Frequently asked questions
- What is a strangle on IMMX?
- A strangle on IMMX is the strangle strategy applied to IMMX (stock). The strategy is structurally neutral / high-volatility (long premium, OTM): A long strangle buys an OTM call and an OTM put at offset strikes, cheaper than a straddle but requiring a larger underlying move to profit since both wings start out-of-the-money. With IMMX stock trading near $9.96, the strikes shown on this page are snapped to the nearest listed IMMX chain strike and the premiums come straight from the end-of-day bid/ask midpoint.
- How are IMMX strangle max profit and max loss calculated?

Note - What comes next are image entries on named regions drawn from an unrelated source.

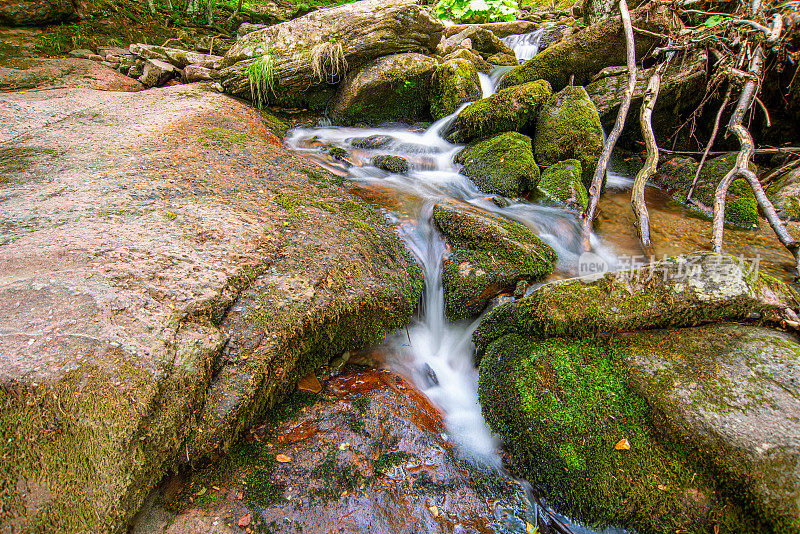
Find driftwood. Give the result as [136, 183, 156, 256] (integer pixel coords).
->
[582, 0, 636, 251]
[221, 0, 444, 106]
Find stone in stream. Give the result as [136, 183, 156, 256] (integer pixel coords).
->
[652, 154, 758, 229]
[533, 86, 603, 190]
[445, 80, 553, 143]
[500, 5, 672, 91]
[430, 59, 483, 119]
[433, 202, 558, 321]
[455, 132, 539, 197]
[479, 324, 800, 534]
[331, 53, 436, 125]
[0, 82, 423, 533]
[536, 159, 588, 213]
[142, 370, 526, 534]
[221, 0, 444, 108]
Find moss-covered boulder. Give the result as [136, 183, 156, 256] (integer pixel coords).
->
[536, 159, 588, 213]
[445, 80, 553, 143]
[433, 203, 558, 321]
[473, 252, 800, 347]
[331, 53, 436, 125]
[500, 6, 670, 91]
[479, 324, 800, 534]
[533, 86, 603, 189]
[653, 154, 758, 228]
[456, 132, 539, 197]
[430, 59, 483, 119]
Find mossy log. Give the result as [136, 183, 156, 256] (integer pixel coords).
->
[221, 0, 444, 109]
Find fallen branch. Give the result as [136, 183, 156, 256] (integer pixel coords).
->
[686, 84, 732, 203]
[631, 61, 669, 253]
[582, 0, 636, 251]
[712, 45, 800, 276]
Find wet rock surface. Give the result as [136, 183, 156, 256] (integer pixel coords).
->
[143, 370, 526, 534]
[0, 85, 421, 532]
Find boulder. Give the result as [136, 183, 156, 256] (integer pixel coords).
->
[0, 86, 422, 533]
[445, 80, 552, 143]
[0, 0, 77, 26]
[331, 53, 436, 125]
[433, 203, 558, 321]
[130, 43, 222, 69]
[430, 59, 483, 119]
[500, 6, 670, 91]
[533, 86, 603, 190]
[221, 0, 443, 107]
[652, 154, 758, 229]
[455, 132, 539, 197]
[139, 59, 178, 87]
[473, 252, 800, 347]
[479, 324, 800, 534]
[536, 159, 588, 213]
[586, 50, 708, 126]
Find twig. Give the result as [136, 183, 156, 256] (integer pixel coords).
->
[686, 84, 732, 202]
[582, 0, 636, 251]
[631, 61, 668, 257]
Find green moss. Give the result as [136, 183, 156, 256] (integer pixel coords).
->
[430, 58, 483, 119]
[479, 334, 760, 533]
[446, 80, 552, 143]
[533, 86, 603, 190]
[537, 159, 588, 213]
[456, 132, 539, 197]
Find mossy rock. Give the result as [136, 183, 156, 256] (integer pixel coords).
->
[431, 59, 483, 119]
[653, 154, 758, 229]
[537, 159, 588, 213]
[473, 252, 800, 348]
[479, 334, 760, 534]
[445, 80, 552, 143]
[533, 86, 603, 189]
[456, 132, 539, 197]
[331, 53, 436, 125]
[433, 203, 558, 320]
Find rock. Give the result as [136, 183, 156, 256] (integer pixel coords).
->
[445, 81, 552, 143]
[372, 155, 408, 174]
[430, 59, 483, 119]
[183, 65, 219, 83]
[139, 59, 177, 88]
[331, 54, 436, 125]
[652, 154, 758, 229]
[130, 43, 222, 69]
[533, 86, 603, 190]
[586, 50, 708, 126]
[433, 203, 558, 321]
[444, 20, 540, 39]
[473, 252, 800, 347]
[222, 0, 443, 107]
[0, 82, 423, 532]
[439, 24, 516, 64]
[236, 22, 267, 39]
[767, 169, 800, 220]
[155, 370, 525, 534]
[536, 159, 588, 213]
[479, 324, 800, 534]
[455, 132, 539, 197]
[0, 58, 144, 91]
[500, 6, 671, 91]
[0, 0, 76, 26]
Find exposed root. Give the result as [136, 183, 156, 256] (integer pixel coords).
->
[311, 41, 347, 84]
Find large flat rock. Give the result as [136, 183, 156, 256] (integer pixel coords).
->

- Upside max profit is unbounded; downside max profit is bounded at the put strike minus the combined debit (reached at zero). Max loss equals the combined debit times 100 (reached anywhere between the two OTM strikes). Two breakevens at call-strike plus debit and put-strike minus debit. For the IMMX strangle priced from the end-of-day chain at a 30-day expiry (ATM IV 90.60%), the computed maximum profit is unbounded per contract and the computed maximum loss is unbounded per contract. Live intraday quotes will differ as the chain moves through the trading session.
- What is the breakeven for a IMMX strangle?
- The breakeven for the IMMX strangle priced on this page is no defined breakeven on the modeled curve at expiration, derived from end-of-day chain premiums. Breakeven is the underlying price at which the strategy's P&L crosses zero ignoring transaction costs and assignment risk. The current IMMX market-implied 1-standard-deviation expected move is approximately 25.97%; if the move sits well outside the breakeven distance, the structure's risk-reward becomes correspondingly tighter.
- When should you consider a strangle on IMMX?
- Strangles on IMMX are the cheaper cousin of the straddle - traders use them when they want a large directional move but are willing to give up the inner-strike sensitivity in exchange for a lower up-front debit on the IMMX chain.
- How does current IMMX implied volatility affect this strangle?
- IMMX ATM IV is at 90.60% with IV rank near 16.88%, which is on the low end of its 1-year range. Premium-buying structures (long call, long put, debit spreads) are relatively cheap in this regime; premium-selling structures collect less credit per unit risk.